# Feature Engineering on DK Housing Prices Dataset

## Identification of Attribute Types

In [ ]:
# Import necessary libraries
import pandas as pd
import numpy as np
import seaborn as sns
import matplotlib.pyplot as plt

# Load the dataset
df = pd.read_csv('dk_housing_prices.csv')

# Display the first few rows of the dataset
df.head()

## Handling Missing Data

In [ ]:
# Check for missing data
missing_data = df.isnull().sum()
missing_data[missing_data > 0]

### Explanation: Handling missing data is crucial to ensure the integrity of the dataset. We will use different techniques such as imputation or removal based on the nature and amount of missing data.

In [ ]:
# Impute missing data with mean for numeric columns and mode for categorical columns
for col in df.columns:
    if df[col].dtype == 'object':
        df[col].fillna(df[col].mode()[0], inplace=True)
    else:
        df[col].fillna(df[col].mean(), inplace=True)
df.isnull().sum()

## Normalization of Numeric Attributes

In [ ]:
# Normalize numeric attributes
numeric_cols = df.select_dtypes(include=[np.number]).columns
df[numeric_cols] = (df[numeric_cols] - df[numeric_cols].mean()) / df[numeric_cols].std()
df.head()

### Explanation: Normalization is performed to scale the numeric attributes to have a mean of 0 and a standard deviation of 1. This helps in improving the performance of machine learning algorithms.
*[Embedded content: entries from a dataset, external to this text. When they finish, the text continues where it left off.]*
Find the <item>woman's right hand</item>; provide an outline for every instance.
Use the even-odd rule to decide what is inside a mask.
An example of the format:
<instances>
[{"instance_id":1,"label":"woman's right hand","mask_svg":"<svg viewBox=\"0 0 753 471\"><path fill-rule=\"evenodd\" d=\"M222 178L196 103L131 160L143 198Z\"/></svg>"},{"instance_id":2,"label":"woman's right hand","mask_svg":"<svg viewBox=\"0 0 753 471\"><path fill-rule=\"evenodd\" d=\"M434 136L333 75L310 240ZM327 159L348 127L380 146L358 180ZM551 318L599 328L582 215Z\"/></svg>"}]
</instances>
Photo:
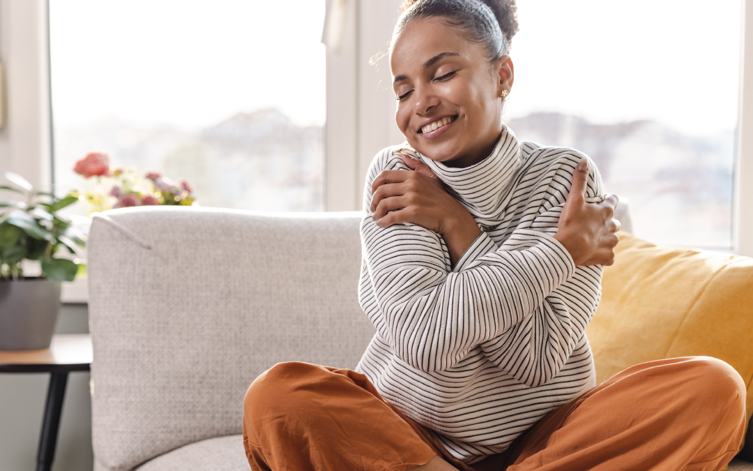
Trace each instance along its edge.
<instances>
[{"instance_id":1,"label":"woman's right hand","mask_svg":"<svg viewBox=\"0 0 753 471\"><path fill-rule=\"evenodd\" d=\"M559 215L557 240L570 253L576 266L614 263L614 247L620 237L620 222L614 219L619 202L608 194L601 203L586 202L588 161L581 160L572 174L572 184Z\"/></svg>"}]
</instances>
## Analysis of the 5 Most Expensive Cities and Cities with Maximum Unique Zip Codes

In [ ]:
# 5 most expensive cities
expensive_cities = df.groupby('city')['purchase_price'].mean().sort_values(ascending=False).head(5)
expensive_cities

In [ ]:
# 5 cities with maximum unique zip codes
unique_zip_cities = df.groupby('city')['zip_code'].nunique().sort_values(ascending=False).head(5)
unique_zip_cities

### Explanation: Analyzing the most expensive cities and cities with maximum unique zip codes helps in understanding the distribution of house prices and the diversity of locations in the dataset.

## Proximity Measures

In [ ]:
# Proximity measure between house_type and sqm
house_type_sqm = df.groupby('house_type')['sqm'].mean()
house_type_sqm

In [ ]:
# Proximity measure between house_type and purchase_price
house_type_price = df.groupby('house_type')['purchase_price'].mean()
house_type_price

In [ ]:
# Proximity measure between no_rooms and purchase_price
rooms_price = df.groupby('no_rooms')['purchase_price'].mean()
rooms_price

### Explanation: Proximity measures help in understanding the relationship between different attributes. For example, the average square meters and purchase price for each house type can provide insights into the market trends.

## Feature Selection

In [ ]:
# Feature selection using filter methods
from sklearn.feature_selection import SelectKBest, f_regression, mutual_info_regression

# Define independent variables and target variable
X = df.drop(columns=['purchase_price'])
y = df['purchase_price']

# Apply SelectKBest with f_regression
kbest_f = SelectKBest(score_func=f_regression, k=5)
kbest_f.fit(X, y)
features_f = X.columns[kbest_f.get_support()]
features_f

In [ ]:
# Apply SelectKBest with mutual_info_regression
kbest_mi = SelectKBest(score_func=mutual_info_regression, k=5)
kbest_mi.fit(X, y)
features_mi = X.columns[kbest_mi.get_support()]
features_mi

In [ ]:
# Apply correlation method
correlation = df.corr()
correlation_target = abs(correlation['purchase_price'])
relevant_features = correlation_target[correlation_target > 0.5]
relevant_features

### Explanation: Feature selection is performed to identify the most relevant features for predicting the target variable. We use different filter methods such as f_regression, mutual_info_regression, and correlation to select the top features.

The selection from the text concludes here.